Jeffrey LewisIndia's Nonproliferation Record Revisited

WaPo’s Dafna Linzer reports that the Congress has asked for an intelligence assessment on India’s nonproliferation record, particularly its ties to Iran:

In a Jan. 23 letter to John D. Negroponte, director of national intelligence, the ranking chairmen of the House and Senate foreign relations panels asked for “an interagency assessment” of India’s nuclear program, its record of proliferation and its ties to Iran. The letter was signed by Reps. Henry J. Hyde (R-Ill.) and Tom Lantos (D-Calif.) and Sens. Joseph R. Biden Jr. (D-Del.) and Richard G. Lugar (R-Ind.)—all of whom have been generally supportive of the India deal but have raised concerns about the proliferation implications and about India’s relations with Iran.

The four asked Negroponte to assess how India is implementing its nonproliferation commitments, the adequacy of its export controls and the movement into and out of India of materials to make weapons of mass destruction.

I suspect the reference to Iran is a result of the two Indian firms sanctioned for “selling missile parts to Iran,” sanctions that Linzer reported
were kept secret until after the House voted on legislation related to the US-India nuclear deal.

Of course, the evidence for sanctions is often sketchy—the two Indian chemical firms seem to have been treated shabbily.

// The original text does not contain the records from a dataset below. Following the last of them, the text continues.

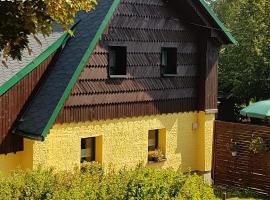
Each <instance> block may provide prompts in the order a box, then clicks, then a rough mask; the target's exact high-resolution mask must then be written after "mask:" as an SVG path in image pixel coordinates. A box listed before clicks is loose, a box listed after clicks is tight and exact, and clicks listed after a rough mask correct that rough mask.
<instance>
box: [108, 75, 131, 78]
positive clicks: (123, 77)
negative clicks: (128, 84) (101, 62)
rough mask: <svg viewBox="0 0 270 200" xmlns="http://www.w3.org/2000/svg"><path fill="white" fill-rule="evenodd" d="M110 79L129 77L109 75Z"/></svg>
mask: <svg viewBox="0 0 270 200" xmlns="http://www.w3.org/2000/svg"><path fill="white" fill-rule="evenodd" d="M109 77H110V78H127V75H109Z"/></svg>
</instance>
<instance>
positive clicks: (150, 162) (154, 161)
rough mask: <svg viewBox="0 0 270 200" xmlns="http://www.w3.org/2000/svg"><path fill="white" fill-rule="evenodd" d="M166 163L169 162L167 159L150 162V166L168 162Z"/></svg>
mask: <svg viewBox="0 0 270 200" xmlns="http://www.w3.org/2000/svg"><path fill="white" fill-rule="evenodd" d="M166 161H167V158H163V159H162V160H160V161H148V164H155V163H163V162H166Z"/></svg>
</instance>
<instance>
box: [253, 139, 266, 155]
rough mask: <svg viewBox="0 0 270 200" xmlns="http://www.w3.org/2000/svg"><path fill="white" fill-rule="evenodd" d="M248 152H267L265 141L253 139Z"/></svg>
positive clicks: (261, 152) (254, 152)
mask: <svg viewBox="0 0 270 200" xmlns="http://www.w3.org/2000/svg"><path fill="white" fill-rule="evenodd" d="M249 150H250V151H251V152H252V153H254V154H258V153H264V152H266V151H267V150H268V148H267V145H266V144H265V141H264V140H263V138H261V137H253V138H252V140H251V141H250V144H249Z"/></svg>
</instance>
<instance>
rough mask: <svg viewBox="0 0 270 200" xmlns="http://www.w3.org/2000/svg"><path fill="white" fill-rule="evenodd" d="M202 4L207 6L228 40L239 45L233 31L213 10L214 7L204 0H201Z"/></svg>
mask: <svg viewBox="0 0 270 200" xmlns="http://www.w3.org/2000/svg"><path fill="white" fill-rule="evenodd" d="M199 1H200V3H201V4H202V6H203V7H204V8H205V10H206V11H207V13H208V14H209V15H210V16H211V17H212V18H213V20H214V21H215V22H216V23H217V25H218V26H219V27H220V28H221V30H222V31H223V32H224V34H225V35H226V37H227V38H228V40H229V41H230V42H231V43H232V44H233V45H237V44H238V42H237V40H236V39H235V38H234V37H233V35H232V34H231V32H230V31H229V30H228V29H227V28H226V27H225V25H224V24H223V23H222V22H221V21H220V19H219V18H218V17H217V15H216V13H215V12H214V11H213V9H212V8H211V7H210V6H209V5H208V4H207V3H206V2H205V1H204V0H199Z"/></svg>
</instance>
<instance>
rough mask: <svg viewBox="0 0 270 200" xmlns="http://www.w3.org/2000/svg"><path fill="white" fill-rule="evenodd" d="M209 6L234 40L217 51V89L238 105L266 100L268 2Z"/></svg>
mask: <svg viewBox="0 0 270 200" xmlns="http://www.w3.org/2000/svg"><path fill="white" fill-rule="evenodd" d="M212 6H213V8H214V10H215V11H216V12H217V14H218V15H219V17H220V18H221V19H222V20H223V21H224V22H225V24H226V26H227V27H228V28H229V30H231V32H232V34H233V35H234V36H235V37H236V40H237V41H238V43H239V44H238V46H227V47H225V48H224V49H222V50H221V53H220V64H219V90H220V91H222V92H225V93H233V94H234V96H235V97H236V100H237V103H238V104H248V103H249V102H250V100H255V101H258V100H262V99H268V98H269V97H270V45H269V44H270V1H269V0H215V1H212Z"/></svg>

And the more vivid reports of India-Iran military cooperation are probably false. Barbara Boxer asked
SECSTATE Rice about reports of India training Iranian sailors—reports Rice denied. The ensuing CRS report, India-Iran Relations and U.S. Interests, is a nice, calm discussion of the India-Iran relationship.

Still, India refuses to adhere to the MTCR for reasons that escape me. If Indian firms make sales not in conformance with the MTCR, I’d like the US Congress to know about it.

Expanding the Definition of “Nonproliferation Record”

Perhaps more important, I think we need to expand the range of activities that constitute a state’s “nonproliferation record.”

I hope the forthcoming intelligence assessment addresses India’s indirect support to proliferators through its own illicit procurement efforts—efforts that subvert the laws of other countries, violate the spirit (if not the letter) of India’s obligations under UNSC 1540 and sustain an illicit infrastructure that could be used by other would-be nuclear weapons states.

David Albright has been critical of India’s nonproliferation record, particularly India’s procurement of export controlled components for its gas centrifuge program.


I learned it by watching you!

This kind of participation in the black market for WMD components is—to my mind—just as dirty a business as selling WMD components.

Firms involved in the illicit WMD trade wouldn’t exist without customers. By sustaining the network, countries like India preserve the infrastructure for other would-be nuclear weapons states. Pakistan’s AQ Khan demonstrates that the line between customer and entrepreneur can blur all too easily.

This is, of course, the argument that the Bush Administration has been making about the role that illegal drugs play in supporting terrorist groups. Surely you remember the awful Super Bowl advert. Not endorsing the drug war, just noting that the form of argument should be familiar.

India ought to understand that WMD suppliers will turn around and sell to your worst enemy: After all, India reportedly used the same merchants of death in South Africa as Pakistan. (By the way, for more on illicit procurement networks, I can’t recommend a better starting point than Alex Montgomery’s “Ringing In Proliferation: How to Dismantle an Atomic Bomb Network” in International Security.)

Anyway … I hope that the intelligence estimate takes this approach and defines India’s nonproliferation record to include not just India’s role as a supplier, but also as a supporter of illicit procurement networks.

Late Update: The Arms Control Association has posted Sharon Squassoni’s latest report, India and Iran: WMD Proliferation Activities.